Starting on Wednesday, Northern Lights 2018 will shine over Ottawa

With more than 1,000 delegates and exhibitors, event expects big public attendance

By NUNATSIAQ NEWS

The polar bear mascot for the Northern Lights trade show directs traffic in downtown Ottawa during the 2014 Northern Nights conference. You can find this year's conference at the Shaw Centre, starting Jan. 31, with the public welcome to the arts and culture exhibitions Feb. 1 to Feb. 3 in the afternoons. (FILE PHOTO)


The polar bear mascot for the Northern Lights trade show directs traffic in downtown Ottawa during the 2014 Northern Nights conference. You can find this year’s conference at the Shaw Centre, starting Jan. 31, with the public welcome to the arts and culture exhibitions Feb. 1 to Feb. 3 in the afternoons. (FILE PHOTO)

If you’re in the North this week, you may wish you were in Ottawa, along with roughly 1,500 delegates and exhibitors expected at the Northern Lights 2018 event that gets underway on Wednesday in the city’s Shaw Centre.

At Northern Lights, which runs from Jan. 31 to Feb. 3, you’ll find northern premiers, presidents of the Inuit regional and national organizations and representatives from Greenland, along with Carolyn Bennett, federal minister of Crown-Indigenous relations and northern affairs, and other government officials and business leaders.
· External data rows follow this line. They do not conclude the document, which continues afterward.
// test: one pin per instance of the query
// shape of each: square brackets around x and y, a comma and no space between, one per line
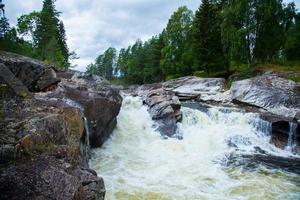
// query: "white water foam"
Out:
[136,163]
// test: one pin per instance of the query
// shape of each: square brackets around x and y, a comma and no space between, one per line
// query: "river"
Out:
[137,163]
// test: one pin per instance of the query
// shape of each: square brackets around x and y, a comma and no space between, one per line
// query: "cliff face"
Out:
[48,120]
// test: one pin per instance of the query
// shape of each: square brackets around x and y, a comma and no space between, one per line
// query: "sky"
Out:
[93,26]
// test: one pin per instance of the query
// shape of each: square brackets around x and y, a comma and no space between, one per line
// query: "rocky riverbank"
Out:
[275,99]
[49,119]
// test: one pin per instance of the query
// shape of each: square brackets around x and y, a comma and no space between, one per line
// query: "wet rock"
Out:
[99,102]
[27,70]
[44,140]
[14,83]
[164,107]
[46,177]
[48,79]
[252,161]
[190,87]
[274,94]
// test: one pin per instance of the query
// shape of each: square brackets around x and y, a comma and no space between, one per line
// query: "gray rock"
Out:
[164,107]
[190,87]
[274,94]
[14,83]
[47,79]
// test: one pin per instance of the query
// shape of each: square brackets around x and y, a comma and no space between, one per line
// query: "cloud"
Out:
[93,26]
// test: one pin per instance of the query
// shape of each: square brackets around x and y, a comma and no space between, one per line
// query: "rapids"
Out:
[137,163]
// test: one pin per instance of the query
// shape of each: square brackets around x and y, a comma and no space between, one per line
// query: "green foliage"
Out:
[39,35]
[200,73]
[208,51]
[104,64]
[292,46]
[177,54]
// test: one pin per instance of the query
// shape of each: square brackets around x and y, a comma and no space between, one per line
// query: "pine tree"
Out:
[62,41]
[292,46]
[269,30]
[51,37]
[207,44]
[177,43]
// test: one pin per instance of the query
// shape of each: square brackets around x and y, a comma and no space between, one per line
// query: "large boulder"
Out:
[274,94]
[45,139]
[29,71]
[164,108]
[8,78]
[99,102]
[44,153]
[191,87]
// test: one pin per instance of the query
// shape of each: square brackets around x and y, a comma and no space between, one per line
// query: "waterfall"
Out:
[292,134]
[85,148]
[136,163]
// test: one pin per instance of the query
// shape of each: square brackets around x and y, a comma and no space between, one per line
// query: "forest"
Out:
[219,38]
[39,35]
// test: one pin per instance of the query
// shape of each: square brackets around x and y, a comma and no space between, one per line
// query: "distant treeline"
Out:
[220,34]
[39,35]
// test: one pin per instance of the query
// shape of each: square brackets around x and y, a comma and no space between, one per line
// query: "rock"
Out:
[252,161]
[14,83]
[190,87]
[274,94]
[45,140]
[99,102]
[27,70]
[46,177]
[47,79]
[164,107]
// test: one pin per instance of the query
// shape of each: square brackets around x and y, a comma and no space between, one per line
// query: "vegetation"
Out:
[39,35]
[222,37]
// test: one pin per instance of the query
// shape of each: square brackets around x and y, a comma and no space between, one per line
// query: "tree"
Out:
[238,30]
[62,42]
[292,46]
[27,25]
[91,69]
[4,26]
[269,30]
[50,36]
[177,43]
[152,71]
[108,63]
[207,44]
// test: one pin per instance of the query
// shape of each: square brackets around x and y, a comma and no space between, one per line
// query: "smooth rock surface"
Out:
[190,87]
[164,108]
[45,140]
[274,94]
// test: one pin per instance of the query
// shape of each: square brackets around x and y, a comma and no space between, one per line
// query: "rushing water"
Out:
[136,163]
[292,134]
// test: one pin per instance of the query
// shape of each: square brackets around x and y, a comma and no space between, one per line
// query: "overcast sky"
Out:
[93,26]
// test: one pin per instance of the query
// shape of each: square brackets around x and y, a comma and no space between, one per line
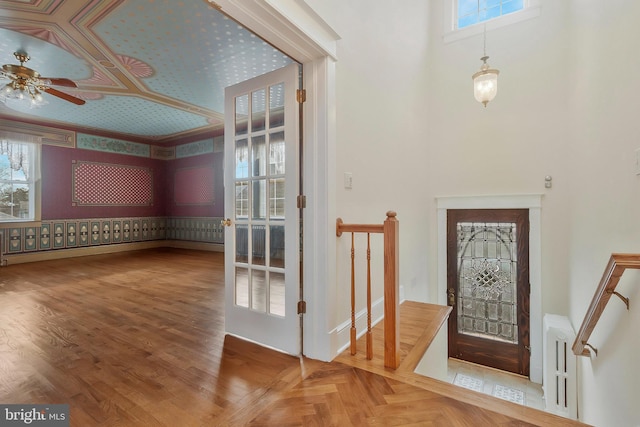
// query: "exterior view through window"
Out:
[472,12]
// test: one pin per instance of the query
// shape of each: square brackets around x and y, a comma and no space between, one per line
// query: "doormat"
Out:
[468,382]
[508,393]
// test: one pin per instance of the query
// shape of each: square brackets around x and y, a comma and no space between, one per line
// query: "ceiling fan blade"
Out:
[65,96]
[59,81]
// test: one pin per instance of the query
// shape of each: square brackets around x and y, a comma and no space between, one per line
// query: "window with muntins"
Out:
[472,12]
[18,169]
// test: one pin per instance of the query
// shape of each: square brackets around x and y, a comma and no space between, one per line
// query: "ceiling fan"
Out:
[27,84]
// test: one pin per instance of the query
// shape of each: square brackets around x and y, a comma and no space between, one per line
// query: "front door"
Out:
[261,186]
[488,287]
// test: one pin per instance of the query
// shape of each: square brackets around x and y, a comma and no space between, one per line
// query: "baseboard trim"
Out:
[23,258]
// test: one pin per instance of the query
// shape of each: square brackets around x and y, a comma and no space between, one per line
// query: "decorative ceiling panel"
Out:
[152,69]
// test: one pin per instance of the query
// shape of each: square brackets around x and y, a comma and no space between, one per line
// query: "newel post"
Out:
[391,292]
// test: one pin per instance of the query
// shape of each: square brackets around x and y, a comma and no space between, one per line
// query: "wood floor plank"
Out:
[137,339]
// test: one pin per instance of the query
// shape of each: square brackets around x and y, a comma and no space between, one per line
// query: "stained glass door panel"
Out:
[488,287]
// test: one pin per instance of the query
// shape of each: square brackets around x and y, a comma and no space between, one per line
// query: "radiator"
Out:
[559,365]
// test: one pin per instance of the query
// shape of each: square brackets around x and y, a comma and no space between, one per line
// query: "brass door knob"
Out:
[451,294]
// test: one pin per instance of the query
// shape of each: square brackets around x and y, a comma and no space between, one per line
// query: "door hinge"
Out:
[302,307]
[301,95]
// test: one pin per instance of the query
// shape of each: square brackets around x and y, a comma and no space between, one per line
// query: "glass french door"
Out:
[261,187]
[488,287]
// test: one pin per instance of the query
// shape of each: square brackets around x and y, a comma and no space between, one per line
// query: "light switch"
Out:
[348,180]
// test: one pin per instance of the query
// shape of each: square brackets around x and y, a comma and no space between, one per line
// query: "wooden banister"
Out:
[618,263]
[390,229]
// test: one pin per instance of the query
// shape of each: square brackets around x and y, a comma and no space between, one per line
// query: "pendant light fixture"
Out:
[485,81]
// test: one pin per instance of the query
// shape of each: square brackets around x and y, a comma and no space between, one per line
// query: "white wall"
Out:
[605,203]
[409,130]
[381,131]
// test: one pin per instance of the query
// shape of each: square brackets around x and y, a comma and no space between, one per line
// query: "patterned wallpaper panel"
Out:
[101,184]
[194,186]
[67,234]
[112,145]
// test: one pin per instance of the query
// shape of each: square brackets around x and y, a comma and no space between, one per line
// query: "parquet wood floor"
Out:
[137,339]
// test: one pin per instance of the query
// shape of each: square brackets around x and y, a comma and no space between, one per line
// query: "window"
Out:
[19,167]
[475,11]
[461,16]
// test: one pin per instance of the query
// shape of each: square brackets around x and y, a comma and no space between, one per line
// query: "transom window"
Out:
[18,168]
[475,11]
[462,16]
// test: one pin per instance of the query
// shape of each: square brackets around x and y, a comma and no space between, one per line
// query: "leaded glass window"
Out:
[487,275]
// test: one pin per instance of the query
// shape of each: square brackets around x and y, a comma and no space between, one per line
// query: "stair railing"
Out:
[390,229]
[618,263]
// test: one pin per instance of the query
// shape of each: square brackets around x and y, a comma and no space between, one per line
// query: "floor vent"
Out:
[559,365]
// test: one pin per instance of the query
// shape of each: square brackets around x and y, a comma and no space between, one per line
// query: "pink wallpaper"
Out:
[193,186]
[58,187]
[103,184]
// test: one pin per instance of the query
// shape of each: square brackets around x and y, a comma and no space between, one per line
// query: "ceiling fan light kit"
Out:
[26,86]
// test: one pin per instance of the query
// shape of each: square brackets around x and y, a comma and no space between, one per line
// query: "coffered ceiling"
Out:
[149,69]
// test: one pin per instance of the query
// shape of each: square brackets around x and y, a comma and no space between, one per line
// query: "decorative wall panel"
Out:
[73,233]
[30,238]
[58,235]
[101,184]
[194,149]
[112,145]
[194,186]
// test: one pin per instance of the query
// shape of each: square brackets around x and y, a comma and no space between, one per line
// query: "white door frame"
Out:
[294,28]
[533,202]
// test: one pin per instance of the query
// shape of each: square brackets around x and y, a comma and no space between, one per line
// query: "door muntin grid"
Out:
[259,200]
[487,276]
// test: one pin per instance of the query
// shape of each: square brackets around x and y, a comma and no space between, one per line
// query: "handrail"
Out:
[390,229]
[618,263]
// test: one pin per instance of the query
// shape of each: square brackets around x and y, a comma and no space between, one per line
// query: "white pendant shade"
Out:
[485,83]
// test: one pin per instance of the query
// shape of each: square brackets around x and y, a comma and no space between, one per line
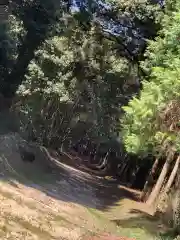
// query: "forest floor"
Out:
[64,203]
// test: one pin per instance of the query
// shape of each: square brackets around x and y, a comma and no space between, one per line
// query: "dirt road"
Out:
[40,203]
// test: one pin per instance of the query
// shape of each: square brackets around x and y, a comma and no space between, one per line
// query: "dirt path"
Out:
[41,203]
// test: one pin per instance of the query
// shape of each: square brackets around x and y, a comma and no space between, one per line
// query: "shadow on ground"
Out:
[146,222]
[57,180]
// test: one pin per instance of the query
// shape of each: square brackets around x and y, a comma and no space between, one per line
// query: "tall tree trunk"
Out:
[156,190]
[149,179]
[176,205]
[172,176]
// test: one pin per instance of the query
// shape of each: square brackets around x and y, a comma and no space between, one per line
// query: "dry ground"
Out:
[40,203]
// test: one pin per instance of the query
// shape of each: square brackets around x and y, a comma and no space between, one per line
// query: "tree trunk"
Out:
[172,176]
[156,190]
[149,179]
[176,205]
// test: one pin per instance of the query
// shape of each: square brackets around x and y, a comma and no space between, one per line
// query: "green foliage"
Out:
[142,131]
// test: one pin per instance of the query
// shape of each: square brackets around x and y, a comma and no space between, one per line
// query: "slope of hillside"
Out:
[54,201]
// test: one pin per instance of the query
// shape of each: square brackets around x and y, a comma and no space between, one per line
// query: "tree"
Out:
[152,120]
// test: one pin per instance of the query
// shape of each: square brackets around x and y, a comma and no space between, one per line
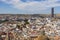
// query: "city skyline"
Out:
[29,6]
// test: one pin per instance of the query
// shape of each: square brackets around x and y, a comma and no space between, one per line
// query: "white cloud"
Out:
[32,6]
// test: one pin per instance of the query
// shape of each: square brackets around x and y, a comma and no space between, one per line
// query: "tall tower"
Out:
[52,12]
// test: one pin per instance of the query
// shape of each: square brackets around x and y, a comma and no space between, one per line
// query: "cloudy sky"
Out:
[29,6]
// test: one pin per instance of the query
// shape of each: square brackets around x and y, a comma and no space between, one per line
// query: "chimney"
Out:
[52,12]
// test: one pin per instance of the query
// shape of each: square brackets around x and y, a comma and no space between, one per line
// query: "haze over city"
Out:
[29,6]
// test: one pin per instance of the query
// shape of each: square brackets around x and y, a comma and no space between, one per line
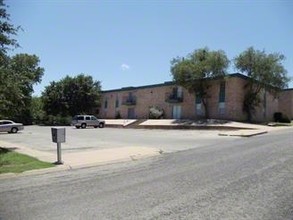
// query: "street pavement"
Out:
[239,178]
[89,147]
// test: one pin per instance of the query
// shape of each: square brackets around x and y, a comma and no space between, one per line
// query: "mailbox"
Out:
[58,135]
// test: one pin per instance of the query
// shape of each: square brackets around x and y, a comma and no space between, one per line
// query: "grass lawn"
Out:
[12,162]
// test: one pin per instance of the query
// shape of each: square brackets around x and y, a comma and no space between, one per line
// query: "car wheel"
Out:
[14,130]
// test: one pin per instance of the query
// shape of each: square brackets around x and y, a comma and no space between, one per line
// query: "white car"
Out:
[10,126]
[83,121]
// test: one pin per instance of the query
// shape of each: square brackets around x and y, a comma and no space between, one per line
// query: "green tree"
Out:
[21,72]
[195,71]
[71,96]
[7,31]
[37,110]
[266,73]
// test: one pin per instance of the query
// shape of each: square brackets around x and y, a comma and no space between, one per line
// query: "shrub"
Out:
[156,113]
[280,117]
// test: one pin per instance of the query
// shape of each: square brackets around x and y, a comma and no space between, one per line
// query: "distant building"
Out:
[225,102]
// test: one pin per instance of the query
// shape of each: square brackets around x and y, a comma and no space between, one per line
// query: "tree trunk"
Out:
[206,109]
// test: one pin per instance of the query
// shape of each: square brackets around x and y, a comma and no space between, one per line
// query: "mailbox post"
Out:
[58,136]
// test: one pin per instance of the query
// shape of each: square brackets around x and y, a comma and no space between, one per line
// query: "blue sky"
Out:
[131,43]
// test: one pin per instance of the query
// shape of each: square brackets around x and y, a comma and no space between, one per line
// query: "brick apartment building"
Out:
[225,102]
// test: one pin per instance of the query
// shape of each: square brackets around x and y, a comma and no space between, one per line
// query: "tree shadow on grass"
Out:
[6,150]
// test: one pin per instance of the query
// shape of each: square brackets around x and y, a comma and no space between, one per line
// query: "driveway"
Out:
[77,140]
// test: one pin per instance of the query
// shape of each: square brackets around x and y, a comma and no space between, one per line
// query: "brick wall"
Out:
[155,95]
[286,103]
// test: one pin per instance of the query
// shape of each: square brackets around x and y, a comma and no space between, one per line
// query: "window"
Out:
[198,99]
[117,103]
[80,118]
[222,92]
[222,98]
[93,118]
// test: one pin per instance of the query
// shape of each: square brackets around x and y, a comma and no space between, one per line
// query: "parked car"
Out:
[83,121]
[10,126]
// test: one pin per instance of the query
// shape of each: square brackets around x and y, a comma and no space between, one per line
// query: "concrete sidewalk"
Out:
[81,159]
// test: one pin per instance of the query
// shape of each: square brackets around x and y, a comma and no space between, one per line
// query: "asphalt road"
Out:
[39,138]
[246,178]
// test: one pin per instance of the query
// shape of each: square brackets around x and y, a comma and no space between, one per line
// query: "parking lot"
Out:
[39,138]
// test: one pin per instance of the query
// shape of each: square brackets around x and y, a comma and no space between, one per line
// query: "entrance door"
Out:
[176,111]
[131,113]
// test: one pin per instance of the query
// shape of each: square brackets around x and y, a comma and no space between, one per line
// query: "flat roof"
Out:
[168,83]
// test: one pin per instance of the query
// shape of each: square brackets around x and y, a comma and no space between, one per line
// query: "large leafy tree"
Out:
[266,73]
[71,96]
[19,75]
[7,32]
[196,69]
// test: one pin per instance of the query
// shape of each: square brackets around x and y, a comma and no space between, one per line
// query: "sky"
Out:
[131,43]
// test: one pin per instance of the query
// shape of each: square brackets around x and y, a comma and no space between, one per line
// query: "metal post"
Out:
[59,161]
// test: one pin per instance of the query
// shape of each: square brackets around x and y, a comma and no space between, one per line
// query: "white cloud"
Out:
[125,67]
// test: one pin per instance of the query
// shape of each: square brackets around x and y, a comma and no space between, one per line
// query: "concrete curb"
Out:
[243,133]
[92,158]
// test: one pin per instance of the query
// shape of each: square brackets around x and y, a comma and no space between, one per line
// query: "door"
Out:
[176,111]
[131,113]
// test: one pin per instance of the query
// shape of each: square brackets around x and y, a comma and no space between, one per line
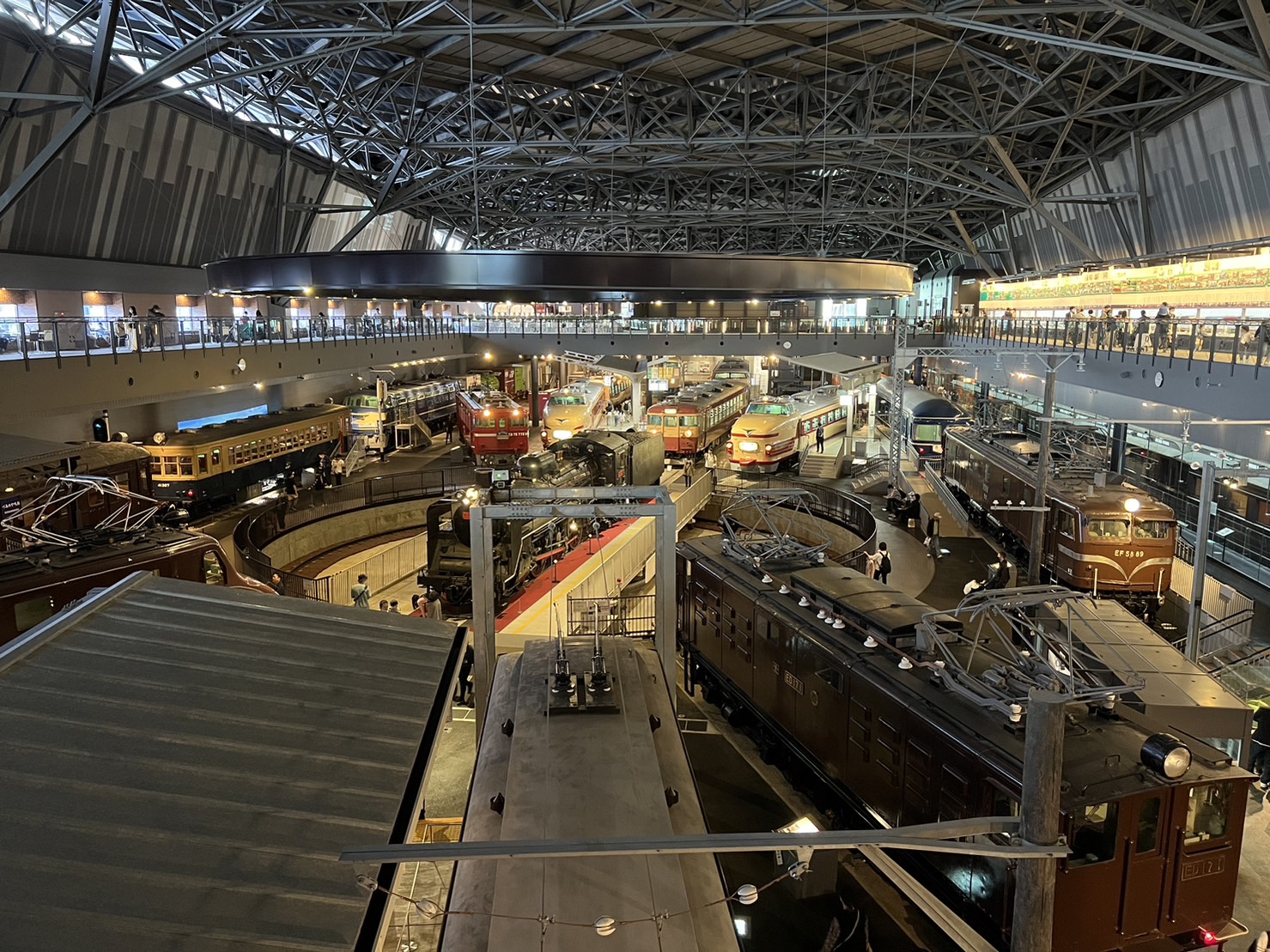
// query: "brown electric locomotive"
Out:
[1155,837]
[1099,536]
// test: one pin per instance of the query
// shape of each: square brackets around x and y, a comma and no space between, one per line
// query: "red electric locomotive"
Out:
[495,426]
[697,418]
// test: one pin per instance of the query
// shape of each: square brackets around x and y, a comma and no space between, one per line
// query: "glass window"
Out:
[1206,813]
[1066,523]
[214,573]
[1094,834]
[32,612]
[1148,827]
[1153,528]
[1108,528]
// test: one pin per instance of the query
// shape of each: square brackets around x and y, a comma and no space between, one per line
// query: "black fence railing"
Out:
[141,338]
[1171,341]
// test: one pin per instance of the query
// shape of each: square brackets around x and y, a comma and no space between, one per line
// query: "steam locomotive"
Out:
[1155,842]
[525,548]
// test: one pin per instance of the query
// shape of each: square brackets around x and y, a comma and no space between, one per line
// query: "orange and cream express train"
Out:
[574,408]
[774,431]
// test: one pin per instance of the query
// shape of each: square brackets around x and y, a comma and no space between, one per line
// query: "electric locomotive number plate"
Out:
[1198,869]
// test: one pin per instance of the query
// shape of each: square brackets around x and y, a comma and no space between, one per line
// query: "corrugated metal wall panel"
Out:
[145,183]
[1208,183]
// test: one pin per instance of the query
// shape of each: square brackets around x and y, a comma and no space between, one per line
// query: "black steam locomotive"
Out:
[1155,849]
[525,548]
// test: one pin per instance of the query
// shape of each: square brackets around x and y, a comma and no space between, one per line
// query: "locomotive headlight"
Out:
[1166,755]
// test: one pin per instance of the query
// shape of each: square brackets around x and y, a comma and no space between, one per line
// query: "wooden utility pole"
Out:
[1039,822]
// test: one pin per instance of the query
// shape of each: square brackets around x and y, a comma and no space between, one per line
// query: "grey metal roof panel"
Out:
[182,766]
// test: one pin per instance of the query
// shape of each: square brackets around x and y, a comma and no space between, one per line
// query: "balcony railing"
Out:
[64,338]
[1198,343]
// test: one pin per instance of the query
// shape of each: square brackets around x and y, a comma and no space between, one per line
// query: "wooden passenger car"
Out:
[214,464]
[1091,541]
[696,418]
[1153,862]
[774,431]
[493,426]
[39,581]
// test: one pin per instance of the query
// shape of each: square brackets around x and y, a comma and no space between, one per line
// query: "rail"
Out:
[829,503]
[124,338]
[260,527]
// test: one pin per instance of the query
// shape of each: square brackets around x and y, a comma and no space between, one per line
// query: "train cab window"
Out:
[1148,827]
[1108,528]
[1066,523]
[1206,814]
[926,433]
[32,612]
[1152,528]
[1094,834]
[214,573]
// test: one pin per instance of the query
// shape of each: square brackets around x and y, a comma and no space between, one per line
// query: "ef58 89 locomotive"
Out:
[1102,537]
[525,548]
[1155,842]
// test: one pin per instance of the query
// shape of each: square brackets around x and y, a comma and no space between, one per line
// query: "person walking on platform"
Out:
[361,593]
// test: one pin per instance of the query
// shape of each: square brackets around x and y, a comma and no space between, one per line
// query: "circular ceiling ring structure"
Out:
[558,276]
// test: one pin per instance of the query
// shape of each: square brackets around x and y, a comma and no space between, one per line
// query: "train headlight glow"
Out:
[1166,755]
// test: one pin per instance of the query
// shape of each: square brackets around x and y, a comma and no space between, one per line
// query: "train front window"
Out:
[1148,827]
[1206,814]
[926,433]
[1153,528]
[1094,834]
[1108,528]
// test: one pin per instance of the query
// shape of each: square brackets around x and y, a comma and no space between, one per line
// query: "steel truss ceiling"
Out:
[890,129]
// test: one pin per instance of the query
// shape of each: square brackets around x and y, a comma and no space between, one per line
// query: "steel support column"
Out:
[1206,488]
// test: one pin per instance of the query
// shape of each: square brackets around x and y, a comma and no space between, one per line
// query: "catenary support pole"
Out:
[483,615]
[1206,488]
[535,413]
[1039,822]
[1038,533]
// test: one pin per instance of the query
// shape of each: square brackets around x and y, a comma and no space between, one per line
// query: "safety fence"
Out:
[146,337]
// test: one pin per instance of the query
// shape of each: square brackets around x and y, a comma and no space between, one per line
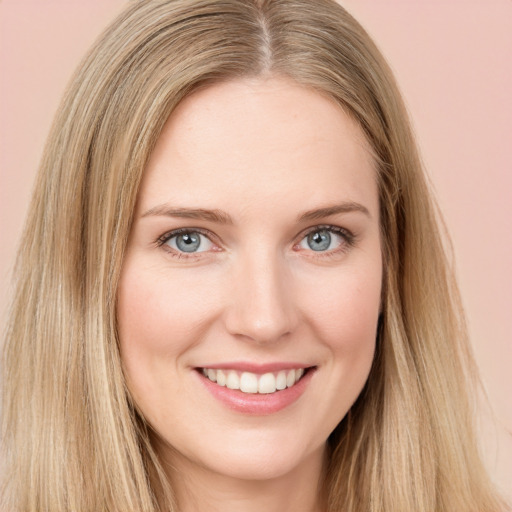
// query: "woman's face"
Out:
[255,259]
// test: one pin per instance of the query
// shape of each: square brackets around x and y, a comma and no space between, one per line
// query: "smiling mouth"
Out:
[253,383]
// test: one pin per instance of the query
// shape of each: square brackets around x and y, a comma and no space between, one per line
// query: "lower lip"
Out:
[256,403]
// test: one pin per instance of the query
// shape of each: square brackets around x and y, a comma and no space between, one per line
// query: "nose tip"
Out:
[262,308]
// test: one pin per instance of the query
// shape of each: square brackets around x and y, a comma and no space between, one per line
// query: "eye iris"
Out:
[188,242]
[319,240]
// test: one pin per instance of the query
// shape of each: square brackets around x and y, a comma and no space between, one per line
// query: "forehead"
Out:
[240,140]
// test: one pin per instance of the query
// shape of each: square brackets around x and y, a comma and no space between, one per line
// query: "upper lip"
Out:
[256,367]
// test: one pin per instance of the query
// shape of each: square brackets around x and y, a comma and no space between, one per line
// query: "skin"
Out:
[264,152]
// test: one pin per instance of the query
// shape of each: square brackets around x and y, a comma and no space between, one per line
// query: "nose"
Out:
[262,307]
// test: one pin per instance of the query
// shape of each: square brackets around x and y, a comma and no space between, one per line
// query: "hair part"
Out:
[72,437]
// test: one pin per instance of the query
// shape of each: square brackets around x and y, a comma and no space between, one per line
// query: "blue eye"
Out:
[189,242]
[322,239]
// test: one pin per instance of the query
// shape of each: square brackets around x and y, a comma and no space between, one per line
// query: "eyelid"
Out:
[163,239]
[349,239]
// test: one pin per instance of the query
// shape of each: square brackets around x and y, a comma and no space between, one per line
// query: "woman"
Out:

The schedule for the meeting portion of Northern Lights includes many sessions on such topics as tourism, transportation, fisheries, mining and northern energy solutions.

As well, the winners of of the sixth annual Arctic Inspiration Prize, which issued a shortlist of finalists this past December, will be announced at an awards ceremony during the evening of Wednesday, Jan. 31.

New this year: up to $3 million will be shared among the winners, through three new prize categories.

Feb. 2 brings two invitation-only events for delegates and exhibitors, a Nunavut Night—billed as an evening of Nunavut entertainment, art, and food with Riit, Silla + Rise and the Inuuqatigiit Band (Daniel Kolola Band)—and a Nunavik Night, with William Tagoona, Twin Flames and the Sugluk Band.

But everyone will be up early Feb. 3 for the 8:45 a.m. session on “Leading Development in the North American Arctic,” offered in partnership with the Centre for International Governance Innovation, which features Nunavut Premier Paul Quassa, Suka Frederiksen, Greenland’s minister of independence, foreign affairs and agriculture, Byron Mallott, the lieutenant governor of Alaska, Yukon Premier Sandy Silver and Bob McLeod, the premier of the Northwest Territories.

Since 2008, the Baffin Regional Chamber of Commerce and the Labrador North Chamber of Commerce have jointly hosted Northern Lights as a way to showcase the business and culture of Canada’s North.

For Northern Lights 2018 delegates, this experience doesn’t come cheap, as a delegate pass costs $695, but public admission to the Arts and Cultural Pavilion, open Feb. 1 to Feb. 3, is only $10.

The Shaw Centre, also known as the Ottawa Convention Centre, is located in downtown Ottawa at 55 Colonel By Drive, attached to the Westin hotel and the Rideau Centre.